5635 training images, 5508 test images.
420×580 resolution.
~47% images don't have a mask.
Data from a $100,000 competition held in 2016: https://www.kaggle.com/c/ultrasound-nerve-segmentation
I will live-execute the following code (more on the hardware & software requirements later):
https://github.com/agisga/ultrasound-nerve-segmentation/blob/master/jupyter/U-net_improved.ipynb
The code borrows from: [1], [2].
Hopefully, by the end of this lecture you will understand all of the components of this deep learning model.

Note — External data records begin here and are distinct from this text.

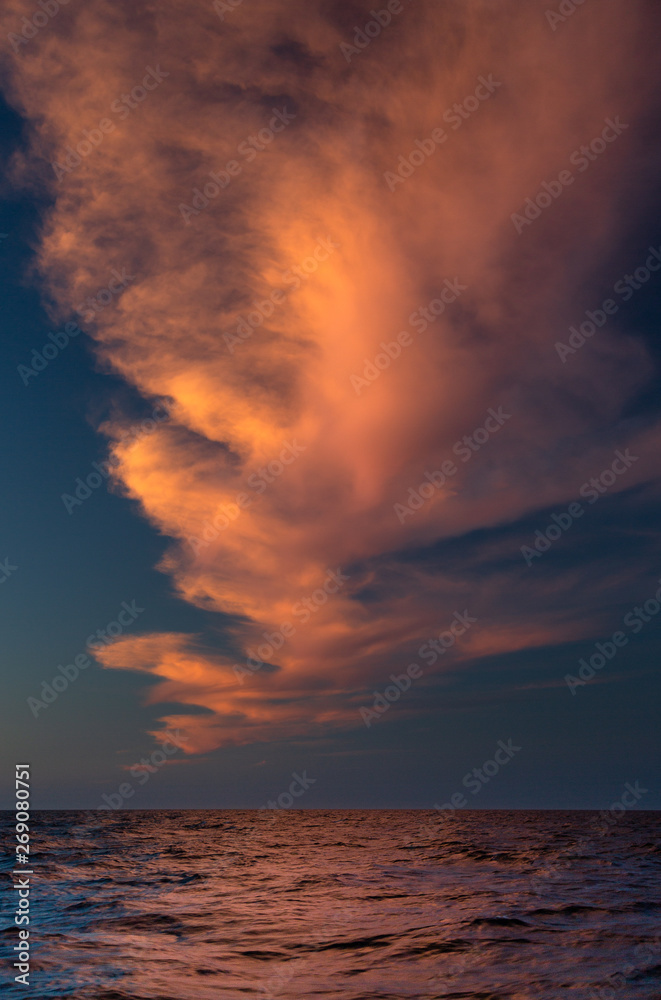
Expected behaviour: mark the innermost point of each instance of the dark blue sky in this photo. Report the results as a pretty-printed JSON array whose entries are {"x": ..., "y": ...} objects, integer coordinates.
[{"x": 74, "y": 571}]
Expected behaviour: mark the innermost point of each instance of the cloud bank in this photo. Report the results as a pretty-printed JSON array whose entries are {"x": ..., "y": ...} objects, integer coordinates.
[{"x": 329, "y": 289}]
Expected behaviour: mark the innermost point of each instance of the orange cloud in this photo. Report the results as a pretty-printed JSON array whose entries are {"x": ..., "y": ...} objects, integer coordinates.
[{"x": 286, "y": 386}]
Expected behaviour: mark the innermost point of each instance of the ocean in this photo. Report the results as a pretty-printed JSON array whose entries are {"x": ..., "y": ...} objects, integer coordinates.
[{"x": 340, "y": 905}]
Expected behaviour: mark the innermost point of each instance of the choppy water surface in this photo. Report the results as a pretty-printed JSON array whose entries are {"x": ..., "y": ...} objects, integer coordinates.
[{"x": 351, "y": 905}]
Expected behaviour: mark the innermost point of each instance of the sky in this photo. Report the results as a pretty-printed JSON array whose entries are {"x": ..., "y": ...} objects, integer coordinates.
[{"x": 331, "y": 403}]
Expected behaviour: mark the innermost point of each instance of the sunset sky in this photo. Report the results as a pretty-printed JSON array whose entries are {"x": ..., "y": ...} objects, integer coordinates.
[{"x": 359, "y": 320}]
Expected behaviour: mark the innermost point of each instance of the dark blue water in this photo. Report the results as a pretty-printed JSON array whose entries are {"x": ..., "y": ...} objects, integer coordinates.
[{"x": 352, "y": 905}]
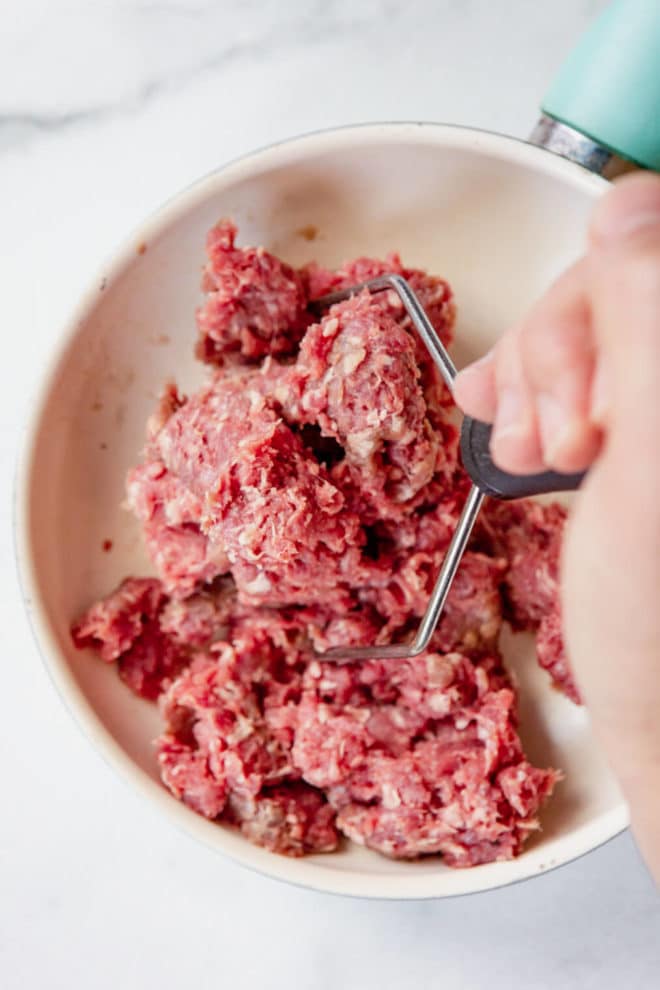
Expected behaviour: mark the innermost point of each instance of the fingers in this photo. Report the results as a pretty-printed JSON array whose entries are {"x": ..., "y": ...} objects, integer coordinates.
[
  {"x": 474, "y": 389},
  {"x": 515, "y": 438},
  {"x": 536, "y": 385},
  {"x": 559, "y": 358},
  {"x": 624, "y": 284},
  {"x": 591, "y": 345}
]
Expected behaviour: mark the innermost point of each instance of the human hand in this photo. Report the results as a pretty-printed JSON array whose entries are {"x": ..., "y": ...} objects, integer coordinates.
[{"x": 577, "y": 385}]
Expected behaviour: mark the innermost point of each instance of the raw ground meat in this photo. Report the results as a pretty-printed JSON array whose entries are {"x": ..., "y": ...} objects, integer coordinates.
[
  {"x": 255, "y": 303},
  {"x": 302, "y": 498},
  {"x": 420, "y": 756},
  {"x": 529, "y": 535}
]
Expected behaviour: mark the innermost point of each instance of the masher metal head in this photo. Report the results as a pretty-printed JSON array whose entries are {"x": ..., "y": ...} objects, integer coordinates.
[{"x": 487, "y": 478}]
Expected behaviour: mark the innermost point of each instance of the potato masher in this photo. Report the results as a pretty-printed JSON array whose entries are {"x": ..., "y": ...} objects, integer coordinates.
[{"x": 487, "y": 478}]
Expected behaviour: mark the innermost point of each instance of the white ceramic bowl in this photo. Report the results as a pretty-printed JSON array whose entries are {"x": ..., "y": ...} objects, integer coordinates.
[{"x": 495, "y": 216}]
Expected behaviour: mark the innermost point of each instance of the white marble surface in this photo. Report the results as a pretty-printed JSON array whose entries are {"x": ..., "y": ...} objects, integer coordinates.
[{"x": 105, "y": 109}]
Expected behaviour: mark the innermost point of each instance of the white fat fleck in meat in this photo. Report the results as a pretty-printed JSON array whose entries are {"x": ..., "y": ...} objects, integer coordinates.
[{"x": 390, "y": 796}]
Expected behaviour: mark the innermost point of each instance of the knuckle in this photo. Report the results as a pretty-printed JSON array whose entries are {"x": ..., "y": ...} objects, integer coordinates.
[
  {"x": 548, "y": 351},
  {"x": 640, "y": 272}
]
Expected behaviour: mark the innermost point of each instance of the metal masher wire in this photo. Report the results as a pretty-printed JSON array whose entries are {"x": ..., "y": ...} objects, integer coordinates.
[{"x": 473, "y": 502}]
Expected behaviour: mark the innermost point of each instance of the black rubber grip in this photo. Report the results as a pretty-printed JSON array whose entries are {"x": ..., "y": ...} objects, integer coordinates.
[{"x": 475, "y": 451}]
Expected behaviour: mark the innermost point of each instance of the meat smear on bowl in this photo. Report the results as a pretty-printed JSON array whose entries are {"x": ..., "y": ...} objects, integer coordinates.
[{"x": 304, "y": 497}]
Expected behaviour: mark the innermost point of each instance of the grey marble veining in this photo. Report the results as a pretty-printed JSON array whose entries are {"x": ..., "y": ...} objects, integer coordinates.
[{"x": 106, "y": 108}]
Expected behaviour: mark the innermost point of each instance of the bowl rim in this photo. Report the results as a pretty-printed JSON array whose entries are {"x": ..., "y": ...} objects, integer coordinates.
[{"x": 305, "y": 872}]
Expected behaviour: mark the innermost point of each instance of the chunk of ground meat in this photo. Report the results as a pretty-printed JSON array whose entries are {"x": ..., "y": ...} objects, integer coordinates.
[
  {"x": 268, "y": 511},
  {"x": 421, "y": 756},
  {"x": 529, "y": 535},
  {"x": 358, "y": 381},
  {"x": 292, "y": 819},
  {"x": 434, "y": 293},
  {"x": 308, "y": 502},
  {"x": 125, "y": 627},
  {"x": 255, "y": 303},
  {"x": 227, "y": 748},
  {"x": 552, "y": 657}
]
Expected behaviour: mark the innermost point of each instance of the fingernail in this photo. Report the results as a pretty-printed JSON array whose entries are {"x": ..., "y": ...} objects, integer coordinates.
[
  {"x": 510, "y": 417},
  {"x": 554, "y": 425}
]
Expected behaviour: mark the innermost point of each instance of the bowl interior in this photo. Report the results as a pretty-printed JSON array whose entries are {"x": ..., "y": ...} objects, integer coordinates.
[{"x": 495, "y": 217}]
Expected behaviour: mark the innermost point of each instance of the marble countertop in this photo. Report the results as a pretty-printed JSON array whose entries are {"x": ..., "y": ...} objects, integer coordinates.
[{"x": 106, "y": 109}]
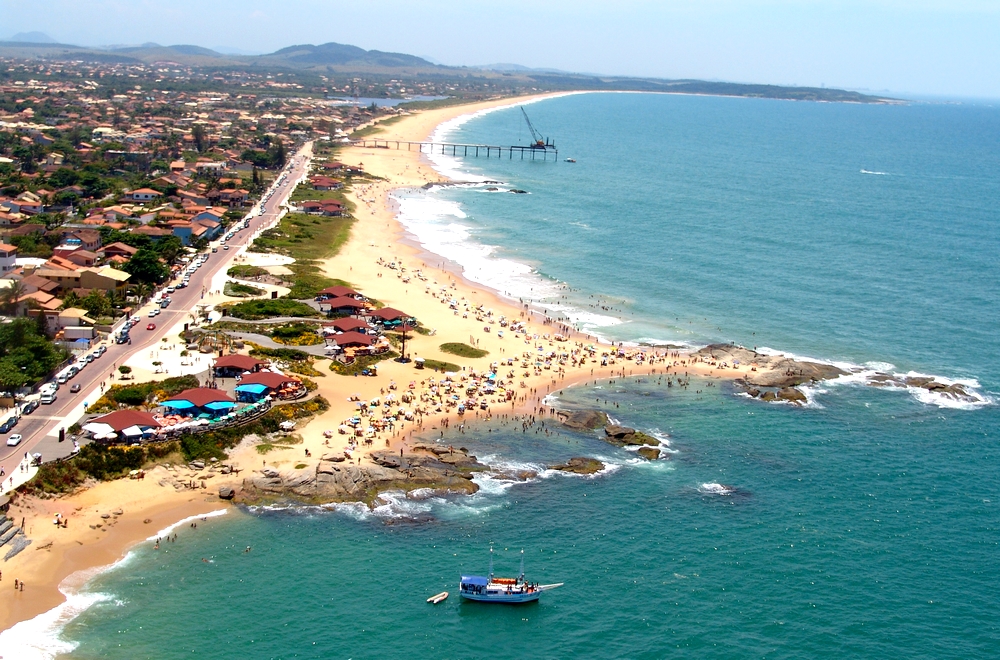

The theoretical part of this presentation (including most figures) is largely based on:
Michael A. Nielsen, "Neural Networks and Deep Learning", Determination Press, 2015 (licensed under a Creative Commons Attribution-NonCommercial 3.0 Unported License)
To follow in spirit, this presentation is licensed under a Creative Commons Attribution-NonCommercial 4.0 International License.
Weighing multiple input factors to make a decision according to a decision threshold.
Binary inputs $x_1, x_2, \ldots \in \{0, 1\}$,
and binary output.
$$ \begin{eqnarray} \mathbf{x} \mapsto \left\{ \begin{array}{ll} 0 & \mbox{if } \mathbf{w}^T \mathbf{x} + b \leq 0 \\ 1 & \mbox{if } \mathbf{w}^T \mathbf{x} + b > 0 \end{array} \right. \end{eqnarray} $$
Example: NAND Gate.
$$ \begin{eqnarray} \mbox{output} & = & \left\{ \begin{array}{ll} 0 & \mbox{if } (-2x_1 - 2x_2 + 3) \leq 0 \\ 1 & \mbox{if } (-2x_1 - 2x_2 + 3) > 0 \end{array} \right. \end{eqnarray} $$That is, 00 $\mapsto$ 1, 01 $\mapsto$ 1, 10 $\mapsto$ 1, 11 $\mapsto$ 0.
(NAND gate is universal for computation. Analogy: a network of perceptrons and a computational circuit.)
Hidden layer: Making a decision at a more abstract level by weighing up the results of the first layer.
Array of 400 photocells, connected to the “neurons”. The weights ($w_i$) and biases ($b$) are potentiometers.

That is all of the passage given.